5. On the occasions that you can’t take the puppy outside every hour. Never confine your puppy to its crate for more than 3 hours at one time. Like I said earlier, young puppies don’t have strong bladder control and they don’t like soiling their crate. After a year old, it is not uncommon for a dog to be able to go 8 hours between potty breaks, but don’t expect a puppy under a year to be able to do that.

6. Never scold your dog for mistakes, especially in young dogs, it is not their fault. It is the owners fault for not supervising them close enough. And not responding to the clues the dog is giving that it needs to go outside. As an owner, start watching for those clues. Most puppies will want to go outside after they wake up, after they eat, after playing and throughout the day at least every 3 hours. Watch for sniffing, running to the door, and a boost of energy followed by a pause. Always take the puppy outside after eating and sleeping.

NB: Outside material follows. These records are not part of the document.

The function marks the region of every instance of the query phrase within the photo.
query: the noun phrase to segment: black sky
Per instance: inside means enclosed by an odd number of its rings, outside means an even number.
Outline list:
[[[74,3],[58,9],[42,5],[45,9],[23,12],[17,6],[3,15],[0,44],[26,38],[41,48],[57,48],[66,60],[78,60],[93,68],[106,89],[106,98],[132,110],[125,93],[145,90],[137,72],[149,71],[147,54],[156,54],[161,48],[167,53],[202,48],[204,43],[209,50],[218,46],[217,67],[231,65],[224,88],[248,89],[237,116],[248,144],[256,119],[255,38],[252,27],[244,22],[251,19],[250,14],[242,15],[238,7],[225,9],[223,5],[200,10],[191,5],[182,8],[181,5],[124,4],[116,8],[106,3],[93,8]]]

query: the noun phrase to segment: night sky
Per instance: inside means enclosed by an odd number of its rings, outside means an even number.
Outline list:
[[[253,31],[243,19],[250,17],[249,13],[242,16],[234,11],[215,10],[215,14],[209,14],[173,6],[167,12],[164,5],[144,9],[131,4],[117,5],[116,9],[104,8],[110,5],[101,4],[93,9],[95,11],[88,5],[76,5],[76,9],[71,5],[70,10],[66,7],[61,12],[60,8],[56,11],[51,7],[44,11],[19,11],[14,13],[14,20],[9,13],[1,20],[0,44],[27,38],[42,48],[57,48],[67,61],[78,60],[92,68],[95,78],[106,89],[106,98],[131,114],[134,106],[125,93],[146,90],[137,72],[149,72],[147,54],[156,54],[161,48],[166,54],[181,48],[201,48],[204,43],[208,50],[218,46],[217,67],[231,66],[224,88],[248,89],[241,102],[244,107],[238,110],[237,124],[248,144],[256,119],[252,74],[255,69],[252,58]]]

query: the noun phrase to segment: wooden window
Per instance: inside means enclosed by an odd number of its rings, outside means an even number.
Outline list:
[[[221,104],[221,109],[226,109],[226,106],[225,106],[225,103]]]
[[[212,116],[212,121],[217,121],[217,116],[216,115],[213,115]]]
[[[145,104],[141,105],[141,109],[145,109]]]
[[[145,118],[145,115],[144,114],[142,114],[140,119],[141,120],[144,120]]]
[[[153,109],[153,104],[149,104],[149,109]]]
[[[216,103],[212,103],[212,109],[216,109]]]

Getting your puppy used to a crate:

Although dogs are den animals, your puppy will want to be with you instead of being alone. It has spent it’s entire life surrounded by litter mates, it’s mother and now you and your family. It does not want to be alone. Here are some tips to make the crate transition easier...
1. Before you put the puppy in it’s crate, take it out to potty. Then give it a good amount of exercise, so it is tired. If you put a puppy back in it’s crate when it’s wide awake and wanting to play, you’ll never hear the end of it...

2. When you put the puppy in it’s crate and it immediately starts to cry, ignore it. The puppy wants you to come back and let it out. If you break down and run in there, you’ve given in to the puppy and the next time it will cry even louder and longer. Don’t yell at the puppy either. Just go ahead with your daily activities and ignore the cries. Eventually they will stop.

3. If the puppy has been quiet in the crate for awhile and then you hear it crying, it may need to go potty. Try to get to the puppy before it starts crying for very long. Don’t wait it out to see if it will stop. If you do that, then all you’ve done is taught it that if it cries long enough, eventually you’ll come get it. This is especially important at night. Most people don’t want to set an alarm at night to take the puppy outside on a regular basis, so they wait until they hear the puppy crying. The quicker you get to the puppy and get it outside, the quicker you’ll get back to sleep. At night, after the puppy goes potty, it will most likely want to play. You have two choices, play with the puppy (consistent to what you are doing during the day) and wear it out before putting it back in the crate, or putting it back in wide awake and listening to it cry. Either way you’re not going back to sleep until it does!

4. The crate should be the puppy’s house and safety area. The puppy should eventually want to go in there on it’s own when it’s tired and wants to sleep. Never confine a puppy in crate for punishment. And don’t leave it in it’s crate for long periods of time. Puppies need exercise and interaction with your family to become well-rounded dogs.